To push U.S. battery development, the Department of Energy awarded $250 million in cost-sharing grants to three companies working to scale silicon technology for faster charging and more energy storage of EV batteries.
They include Amprius Technologies Inc., Group14 Technologies Inc. and Sila Nanotechnologies, all focused on silicon-based battery technology.
The DOE funding is part of the $1 trillion Bipartisan Infrastructure Law passed in November 2021 and is administered by the agency’s Office of Manufacturing and Energy Supply Chains.
Altogether, it awarded $2.8 billion in mid-October to 20 companies working on “new, retrofitted, and expanded commercial scale domestic facilities to produce battery materials, processing and battery recycling and manufacturing demonstration,” the DOE said.
Cost sharing means the companies receiving the grant are required to contribute to the cost of their projects. All are devoting resources at least equal to and in most cases more than the federal funding.
Group14 Technologies of Woodenville, Wash., and Sila Nanotechnologies of Alameda, Calif., each received $100 million.
Group14’s silicon-carbon composite technology is designed to replace graphite in lithium ion batteries to reduce cost. Group14 will use the federal funds to build two commercial manufacturing modules capable of producing 2,000 tons per year of its battery material, enough for 100,000 vehicles.
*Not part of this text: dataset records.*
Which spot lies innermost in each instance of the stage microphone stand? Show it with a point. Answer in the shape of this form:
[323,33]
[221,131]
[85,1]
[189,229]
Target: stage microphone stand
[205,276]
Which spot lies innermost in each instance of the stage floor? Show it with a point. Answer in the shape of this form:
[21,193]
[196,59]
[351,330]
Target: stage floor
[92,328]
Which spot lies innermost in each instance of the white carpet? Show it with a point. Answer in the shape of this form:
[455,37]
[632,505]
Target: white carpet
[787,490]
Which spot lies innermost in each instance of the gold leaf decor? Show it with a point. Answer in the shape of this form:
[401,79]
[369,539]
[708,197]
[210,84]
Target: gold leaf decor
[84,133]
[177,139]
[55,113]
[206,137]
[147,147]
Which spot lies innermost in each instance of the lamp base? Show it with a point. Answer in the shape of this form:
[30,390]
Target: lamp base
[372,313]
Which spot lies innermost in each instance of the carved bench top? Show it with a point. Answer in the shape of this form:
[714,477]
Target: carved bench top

The company also plans to hire 500 employees to construct and operate a new manufacturing facility in Moses Lake, Wash.
“Achieving President Biden’s ambitious decarbonization goals all comes down to resilient battery supply chains anchored on U.S. soil to ensure our energy independence,” Group14 CEO and cofounder Rick Luebbe said in a statement.
Group14 raised $400 million in funding led by Porsche. Porsche subsidiary Cellforce Group will be one of Group14’s customers.
Sila Nanotechnologies will use its award to build a 600,000-square-foot factory, also in Moses Lake, Wash., that will produce lithium ion anode materials. Sila plans to hire up to 300 people for the facility and will work with local high schools, vocational programs and community colleges to recruit and train personnel.
The factory is expected to begin production of Sila’s proprietary silicon anode material in 2024. When it reaches full capacity, the factory will produce enough materials to power 200,000 EVs, which as of now, would make it the largest silicon anode production facility in the world, Sila said.
“Offering federal resources to advance domestic production of proven technologies will help the U.S. assert ourselves as leaders in the global EV market,” CEO Gene Berdichevsky said in a statement.
Mercedes-Benz will be the first commercial customer using material from the facility. The company will use anode materials from Sila to power its EVs, starting with the G-Class series that will be available by 2025.